Also important to recognize that Australia's carbon contribution is not solely limited to domestic output but also our coal industry. Australia is the largest exporter of coal in the world and this is not properly accounted for in our emissions accounting. On a per-person basis, our output is among the highest in the world and the inaction of others does not absolve us from having a moral responsibility to clean up our own mess at the very least.
Counting exports would lead to double counting: once for the exporter, once for the user.
All that matters is countries having fair targets, and meeting those targets.
Countries are free to meet their emissions reductions targets how they like, including buying cheap coal from Australia, planes from US, and cars from Germany.
It would double count emissions but it does mean that Australia could do more than just eliminate their own emissions, they could limit other countries' as well by stopping export.
Let's walk before we can run. It's difficulty enough to get countries to reduce their own emissions. Asking them to compromise their exports to reduce others' emissions is simply not viable at the moment.
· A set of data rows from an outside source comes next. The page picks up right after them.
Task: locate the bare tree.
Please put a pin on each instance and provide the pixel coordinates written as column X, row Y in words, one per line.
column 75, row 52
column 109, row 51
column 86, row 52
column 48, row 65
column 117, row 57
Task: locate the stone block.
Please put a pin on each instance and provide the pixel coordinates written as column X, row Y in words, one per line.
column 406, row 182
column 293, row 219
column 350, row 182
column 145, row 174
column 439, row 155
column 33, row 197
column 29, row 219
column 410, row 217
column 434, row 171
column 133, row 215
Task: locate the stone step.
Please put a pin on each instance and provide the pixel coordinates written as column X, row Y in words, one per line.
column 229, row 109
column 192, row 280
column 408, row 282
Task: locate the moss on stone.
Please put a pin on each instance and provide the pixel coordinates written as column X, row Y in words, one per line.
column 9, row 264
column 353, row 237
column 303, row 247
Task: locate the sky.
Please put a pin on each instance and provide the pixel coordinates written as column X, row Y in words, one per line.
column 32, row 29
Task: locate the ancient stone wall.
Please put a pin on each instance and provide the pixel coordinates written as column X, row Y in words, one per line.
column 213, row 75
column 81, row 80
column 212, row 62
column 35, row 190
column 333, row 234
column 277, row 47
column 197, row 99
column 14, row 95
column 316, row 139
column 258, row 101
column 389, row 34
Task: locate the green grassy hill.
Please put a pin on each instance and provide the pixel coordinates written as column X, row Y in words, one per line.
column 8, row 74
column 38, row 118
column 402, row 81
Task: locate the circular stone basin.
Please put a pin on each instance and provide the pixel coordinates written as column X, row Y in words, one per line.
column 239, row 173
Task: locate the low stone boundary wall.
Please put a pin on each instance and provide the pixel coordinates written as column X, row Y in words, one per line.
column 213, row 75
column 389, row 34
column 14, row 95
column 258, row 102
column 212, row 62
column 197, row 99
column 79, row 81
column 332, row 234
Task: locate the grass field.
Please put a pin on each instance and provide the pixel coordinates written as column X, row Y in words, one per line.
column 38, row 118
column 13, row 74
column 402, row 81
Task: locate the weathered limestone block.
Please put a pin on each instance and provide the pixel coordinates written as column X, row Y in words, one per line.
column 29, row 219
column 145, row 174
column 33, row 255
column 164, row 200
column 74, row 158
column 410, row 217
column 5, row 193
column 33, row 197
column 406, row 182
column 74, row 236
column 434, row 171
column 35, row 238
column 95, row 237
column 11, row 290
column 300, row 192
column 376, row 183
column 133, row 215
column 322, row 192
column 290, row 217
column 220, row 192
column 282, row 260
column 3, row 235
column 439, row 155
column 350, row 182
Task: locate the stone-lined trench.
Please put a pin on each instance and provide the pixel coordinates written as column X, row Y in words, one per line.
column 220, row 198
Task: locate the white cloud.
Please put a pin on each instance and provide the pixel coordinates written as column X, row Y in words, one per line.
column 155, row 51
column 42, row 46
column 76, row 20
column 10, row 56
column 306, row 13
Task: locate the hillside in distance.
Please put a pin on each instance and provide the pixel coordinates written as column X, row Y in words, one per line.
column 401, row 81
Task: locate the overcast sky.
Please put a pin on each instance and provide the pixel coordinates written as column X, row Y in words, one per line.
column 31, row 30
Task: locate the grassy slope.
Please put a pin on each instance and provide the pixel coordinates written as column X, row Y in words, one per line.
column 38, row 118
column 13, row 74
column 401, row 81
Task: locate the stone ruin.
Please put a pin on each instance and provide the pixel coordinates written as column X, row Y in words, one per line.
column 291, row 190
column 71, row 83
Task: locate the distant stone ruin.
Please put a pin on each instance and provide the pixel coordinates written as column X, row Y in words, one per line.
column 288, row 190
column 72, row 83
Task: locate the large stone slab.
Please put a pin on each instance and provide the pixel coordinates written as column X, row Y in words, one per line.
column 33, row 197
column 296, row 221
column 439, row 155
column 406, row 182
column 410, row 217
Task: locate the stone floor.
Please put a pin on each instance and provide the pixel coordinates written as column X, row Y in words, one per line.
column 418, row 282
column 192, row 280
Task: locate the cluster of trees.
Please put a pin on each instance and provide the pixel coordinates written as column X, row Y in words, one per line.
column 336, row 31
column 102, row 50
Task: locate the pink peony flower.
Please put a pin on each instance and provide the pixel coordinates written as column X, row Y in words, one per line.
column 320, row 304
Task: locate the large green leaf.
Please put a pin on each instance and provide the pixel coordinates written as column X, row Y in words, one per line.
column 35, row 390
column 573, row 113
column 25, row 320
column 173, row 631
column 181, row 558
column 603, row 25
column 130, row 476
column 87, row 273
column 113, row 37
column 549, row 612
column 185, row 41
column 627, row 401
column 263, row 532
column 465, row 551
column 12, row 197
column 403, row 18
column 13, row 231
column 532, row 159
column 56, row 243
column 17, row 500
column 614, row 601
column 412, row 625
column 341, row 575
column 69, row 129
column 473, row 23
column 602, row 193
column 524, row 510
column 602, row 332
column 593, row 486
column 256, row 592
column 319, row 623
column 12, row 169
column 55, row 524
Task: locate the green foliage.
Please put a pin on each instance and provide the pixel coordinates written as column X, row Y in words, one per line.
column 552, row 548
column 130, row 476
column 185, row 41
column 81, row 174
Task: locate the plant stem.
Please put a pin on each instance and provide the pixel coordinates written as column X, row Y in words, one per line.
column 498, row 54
Why shouldn't a citizenry decide to limit exports of certain goods when it is in their own interest to do so? We certainly do this with uranium already. Likewise with weapons technology and all manner of harmful trade vectors.
Australia's coal industry provides few jobs, is heavily government subsidized (either explicitly or through direct infrastructure funding), pays little to no tax, and creates environmental harm that the majority of the electorate disagree with.
[Sorry HN: I know I should be supporting this with annotations but am time pressed today.]